My Games 1983 to 1985

This is just Part 1. Each of the games will follow next then I’ll talk about switching from self-employed programmer to being an employee and what I wrote during that time.

I bought my first computer in 1979, a Video Genie which was a cheap clone of a TRS-80. On the plus side, it had a built-in tape deck. On the negative, it didn’t have lowercase in its character set. For those of you who’ve only ever owned computers with graphic displays, that means both a and A would display as A. Not really a hardship in those days, but it made the Video Genie unsuitable as a word processor.

I taught myself how to write in assembly language using that Video Genie and then a few years later a friend showed me his brand new ZX-Spectrum. At the time, I didn’t realise I’d be writing games for it as I was just a hobbyist.

In those days, there was no internet so learning how to program was a challenge. It came down to books, magazines, and the unofficial shop clubs. I believe a similar culture exists, or has existed, in music shops. Keen hobbyists would hang around in computer shops playing with the computers and showing off their projects to each other. We’d ask each other questions and learn. Then we’d go home and try out what we’d picked up and the next week we’d show off what we’d come up with.

It was through one of those shops that I heard somebody was looking for a programmer to write games. That was Albert Owen and he had a video shop where he also sold games and wanted to get involved in producing them. His son, Ray Owen was a commercial artist and we all got on quite well so we set about working out how to write games for the ZX-Spectrum.

ZX-Spectrum because it was a viable platform and I already knew Z80 assembler.

By the time I met Albert and Ray I’d upgraded to my model III TRS-80 and Albert bought me a useful interface from John Campbell of Campbell Systems who had developed it for his own use. He also had a TRS-80 and had a pacman clone in the charts. Fortunately for me, he lived nearby and Albert knew him. I never asked Albert how much it cost, but it was an essential part of my development kit. With a small TRS-80 program, it allowed me to push the assembled code down the printer port and into the edge connector of the Spectrum. I could send an entire game to the Spectrum in seconds. If the game crashed then I’d fix it and send it again. I didn’t have to wait minutes to reload an assembler and source code on the Spectrum. If I’d had to do that I don’t think I’d have written the games I did.

The circuit board for the interface is shown here.

Next, my first Spectrum game Bonkers.

5 replies on “My Games 1983 to 1985”

  1. Love that you kept the interface! So did you hand-write the assembler on the TRS-80 then pushed it to the Spectrum?

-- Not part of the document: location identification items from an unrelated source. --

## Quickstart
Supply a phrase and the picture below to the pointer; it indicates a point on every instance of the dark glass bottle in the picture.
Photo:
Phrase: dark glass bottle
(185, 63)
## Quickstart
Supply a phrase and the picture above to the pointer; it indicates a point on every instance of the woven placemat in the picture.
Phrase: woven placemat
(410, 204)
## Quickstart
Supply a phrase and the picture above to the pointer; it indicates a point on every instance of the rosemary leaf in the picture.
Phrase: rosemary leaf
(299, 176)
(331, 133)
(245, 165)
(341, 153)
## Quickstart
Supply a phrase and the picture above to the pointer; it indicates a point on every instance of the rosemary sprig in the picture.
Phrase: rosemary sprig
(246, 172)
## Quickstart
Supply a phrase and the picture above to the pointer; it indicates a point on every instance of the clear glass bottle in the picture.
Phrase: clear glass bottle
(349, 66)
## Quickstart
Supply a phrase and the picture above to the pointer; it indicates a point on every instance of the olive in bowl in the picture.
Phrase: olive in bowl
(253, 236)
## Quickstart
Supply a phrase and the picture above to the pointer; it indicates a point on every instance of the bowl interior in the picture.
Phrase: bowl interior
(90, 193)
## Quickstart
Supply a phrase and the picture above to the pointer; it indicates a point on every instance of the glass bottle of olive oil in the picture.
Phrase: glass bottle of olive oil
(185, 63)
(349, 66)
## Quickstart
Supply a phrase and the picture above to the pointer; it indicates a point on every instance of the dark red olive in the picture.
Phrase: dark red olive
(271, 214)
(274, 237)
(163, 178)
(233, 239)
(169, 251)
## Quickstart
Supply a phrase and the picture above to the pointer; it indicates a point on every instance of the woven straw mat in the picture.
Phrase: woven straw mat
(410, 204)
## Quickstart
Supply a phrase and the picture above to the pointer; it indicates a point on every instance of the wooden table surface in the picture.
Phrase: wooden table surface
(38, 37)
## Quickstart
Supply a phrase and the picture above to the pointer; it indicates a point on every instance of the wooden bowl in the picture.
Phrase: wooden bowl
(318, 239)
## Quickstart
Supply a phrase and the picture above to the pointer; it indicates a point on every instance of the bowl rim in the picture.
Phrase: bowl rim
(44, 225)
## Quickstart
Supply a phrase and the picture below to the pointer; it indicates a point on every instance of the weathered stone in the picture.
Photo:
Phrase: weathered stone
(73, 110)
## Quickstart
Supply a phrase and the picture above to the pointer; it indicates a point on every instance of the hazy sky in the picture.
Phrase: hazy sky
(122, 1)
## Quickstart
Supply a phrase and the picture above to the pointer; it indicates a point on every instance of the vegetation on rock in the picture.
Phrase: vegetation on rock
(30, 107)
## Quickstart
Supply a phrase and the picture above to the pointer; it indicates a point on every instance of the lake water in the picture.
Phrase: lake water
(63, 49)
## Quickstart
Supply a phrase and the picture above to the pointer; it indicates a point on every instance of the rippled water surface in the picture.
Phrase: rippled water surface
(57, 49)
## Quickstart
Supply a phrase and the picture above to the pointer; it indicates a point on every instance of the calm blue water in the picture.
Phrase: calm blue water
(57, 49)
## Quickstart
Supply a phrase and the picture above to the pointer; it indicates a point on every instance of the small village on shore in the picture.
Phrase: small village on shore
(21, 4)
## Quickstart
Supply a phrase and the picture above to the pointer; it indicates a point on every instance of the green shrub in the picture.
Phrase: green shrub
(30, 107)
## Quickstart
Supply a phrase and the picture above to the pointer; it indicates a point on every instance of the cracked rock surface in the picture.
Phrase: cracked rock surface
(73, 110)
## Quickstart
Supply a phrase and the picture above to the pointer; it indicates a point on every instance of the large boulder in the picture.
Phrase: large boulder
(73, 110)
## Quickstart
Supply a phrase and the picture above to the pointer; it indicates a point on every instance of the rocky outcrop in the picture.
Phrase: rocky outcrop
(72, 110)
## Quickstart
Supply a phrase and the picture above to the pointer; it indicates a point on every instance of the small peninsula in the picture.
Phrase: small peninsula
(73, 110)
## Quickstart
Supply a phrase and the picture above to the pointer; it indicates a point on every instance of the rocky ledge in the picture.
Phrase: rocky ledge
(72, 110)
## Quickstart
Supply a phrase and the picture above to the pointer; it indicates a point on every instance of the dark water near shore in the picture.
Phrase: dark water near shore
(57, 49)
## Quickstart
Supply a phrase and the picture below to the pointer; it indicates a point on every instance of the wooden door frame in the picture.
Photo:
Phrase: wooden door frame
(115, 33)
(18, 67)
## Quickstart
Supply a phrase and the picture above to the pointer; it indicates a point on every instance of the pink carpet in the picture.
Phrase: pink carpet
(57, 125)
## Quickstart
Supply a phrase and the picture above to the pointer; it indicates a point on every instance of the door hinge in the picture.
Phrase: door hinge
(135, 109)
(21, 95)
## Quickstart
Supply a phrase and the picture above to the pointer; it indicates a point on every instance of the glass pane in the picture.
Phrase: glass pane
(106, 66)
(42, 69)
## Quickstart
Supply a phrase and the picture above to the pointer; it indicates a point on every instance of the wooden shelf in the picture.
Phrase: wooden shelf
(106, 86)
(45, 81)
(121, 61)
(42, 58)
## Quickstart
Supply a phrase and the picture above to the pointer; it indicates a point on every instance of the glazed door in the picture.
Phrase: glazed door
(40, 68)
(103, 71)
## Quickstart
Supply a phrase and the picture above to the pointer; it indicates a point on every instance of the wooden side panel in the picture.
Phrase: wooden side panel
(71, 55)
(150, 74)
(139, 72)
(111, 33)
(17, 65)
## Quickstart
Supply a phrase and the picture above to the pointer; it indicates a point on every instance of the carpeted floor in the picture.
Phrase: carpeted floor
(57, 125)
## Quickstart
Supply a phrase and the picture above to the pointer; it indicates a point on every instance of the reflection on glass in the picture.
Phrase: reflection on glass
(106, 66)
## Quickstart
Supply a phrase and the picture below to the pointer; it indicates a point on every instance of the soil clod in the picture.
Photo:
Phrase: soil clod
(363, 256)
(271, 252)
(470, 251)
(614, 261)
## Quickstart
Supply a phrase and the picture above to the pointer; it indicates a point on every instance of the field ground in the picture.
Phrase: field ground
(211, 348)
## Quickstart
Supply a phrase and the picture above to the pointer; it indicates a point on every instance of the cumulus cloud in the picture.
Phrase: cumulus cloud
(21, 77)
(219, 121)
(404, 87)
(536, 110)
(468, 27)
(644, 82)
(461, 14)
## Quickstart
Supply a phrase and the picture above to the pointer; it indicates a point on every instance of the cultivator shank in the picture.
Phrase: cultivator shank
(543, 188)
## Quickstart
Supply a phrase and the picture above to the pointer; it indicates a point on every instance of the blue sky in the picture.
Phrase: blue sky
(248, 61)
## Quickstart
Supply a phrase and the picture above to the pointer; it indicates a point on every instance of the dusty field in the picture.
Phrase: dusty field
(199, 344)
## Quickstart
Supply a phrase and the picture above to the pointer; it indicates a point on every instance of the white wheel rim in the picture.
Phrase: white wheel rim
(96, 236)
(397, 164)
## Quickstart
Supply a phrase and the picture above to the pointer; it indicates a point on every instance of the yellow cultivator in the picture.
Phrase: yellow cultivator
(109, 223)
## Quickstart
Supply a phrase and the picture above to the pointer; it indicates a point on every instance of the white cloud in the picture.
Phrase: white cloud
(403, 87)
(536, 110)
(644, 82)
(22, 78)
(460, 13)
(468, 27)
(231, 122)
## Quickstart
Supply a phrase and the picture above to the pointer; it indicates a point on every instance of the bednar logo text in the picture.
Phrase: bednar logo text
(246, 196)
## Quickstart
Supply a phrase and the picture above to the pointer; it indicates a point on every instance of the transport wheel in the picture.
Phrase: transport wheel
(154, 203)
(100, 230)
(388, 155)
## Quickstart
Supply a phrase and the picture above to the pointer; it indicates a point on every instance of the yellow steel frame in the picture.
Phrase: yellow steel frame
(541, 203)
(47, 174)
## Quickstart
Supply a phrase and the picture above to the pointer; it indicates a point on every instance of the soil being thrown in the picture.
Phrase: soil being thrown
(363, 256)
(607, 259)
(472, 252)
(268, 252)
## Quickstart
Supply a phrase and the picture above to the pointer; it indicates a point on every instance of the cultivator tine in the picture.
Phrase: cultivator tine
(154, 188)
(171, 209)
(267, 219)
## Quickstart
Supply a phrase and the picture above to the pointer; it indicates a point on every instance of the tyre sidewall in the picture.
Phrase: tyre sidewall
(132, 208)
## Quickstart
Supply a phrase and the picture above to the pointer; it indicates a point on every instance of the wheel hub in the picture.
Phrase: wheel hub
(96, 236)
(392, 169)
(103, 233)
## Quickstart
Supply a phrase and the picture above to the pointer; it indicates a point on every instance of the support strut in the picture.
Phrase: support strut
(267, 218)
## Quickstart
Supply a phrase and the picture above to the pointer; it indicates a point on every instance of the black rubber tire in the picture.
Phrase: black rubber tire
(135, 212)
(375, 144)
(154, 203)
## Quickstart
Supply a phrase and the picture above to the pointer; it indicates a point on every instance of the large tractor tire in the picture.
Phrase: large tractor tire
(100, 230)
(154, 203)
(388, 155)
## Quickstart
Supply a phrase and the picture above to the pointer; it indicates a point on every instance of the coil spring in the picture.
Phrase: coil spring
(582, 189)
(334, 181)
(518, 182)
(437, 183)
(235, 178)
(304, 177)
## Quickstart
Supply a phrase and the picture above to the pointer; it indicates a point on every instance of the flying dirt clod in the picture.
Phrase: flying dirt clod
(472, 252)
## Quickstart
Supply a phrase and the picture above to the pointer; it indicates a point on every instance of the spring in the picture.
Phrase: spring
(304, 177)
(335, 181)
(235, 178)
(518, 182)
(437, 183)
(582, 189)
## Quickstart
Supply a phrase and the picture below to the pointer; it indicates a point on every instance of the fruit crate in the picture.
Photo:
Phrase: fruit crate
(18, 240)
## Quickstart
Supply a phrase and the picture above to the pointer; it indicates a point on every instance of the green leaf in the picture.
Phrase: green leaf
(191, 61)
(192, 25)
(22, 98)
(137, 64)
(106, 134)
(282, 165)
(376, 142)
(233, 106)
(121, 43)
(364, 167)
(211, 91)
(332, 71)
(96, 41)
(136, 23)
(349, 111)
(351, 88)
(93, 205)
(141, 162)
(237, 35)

    1. Yes. The ROM on the TRS-80 used the bottom 16K of memory, the same as the Spectrum. So I could just assemble it on the TRS-80 using an assembler that I could load from my floppy disks. They were 180k storage per side and I had two of them. Microscopic, by today’s standards, but way quicker than loading from tape.

      I’d send the assembled binary code only.

        1. My family (kids are home schooled) and I visited just before lockdown! An amazing place – and thank you for donating it to allow others to experience a piece of 1980’s history. Reminded that one of the curators showed us some of the paperwork that you’d also donated. Have to say that I had a bit of “Squeee” moment 🙂

          I wrote a program on my ZX Spectrum for O Level exam, that I pretty much re-wrote when I worked for IBM, and it made them tens of billions of dollars in revenue. Amazing how this little computer touched and shaped so many lives!

          1. Good that they’re showing some of the stuff I left with them :).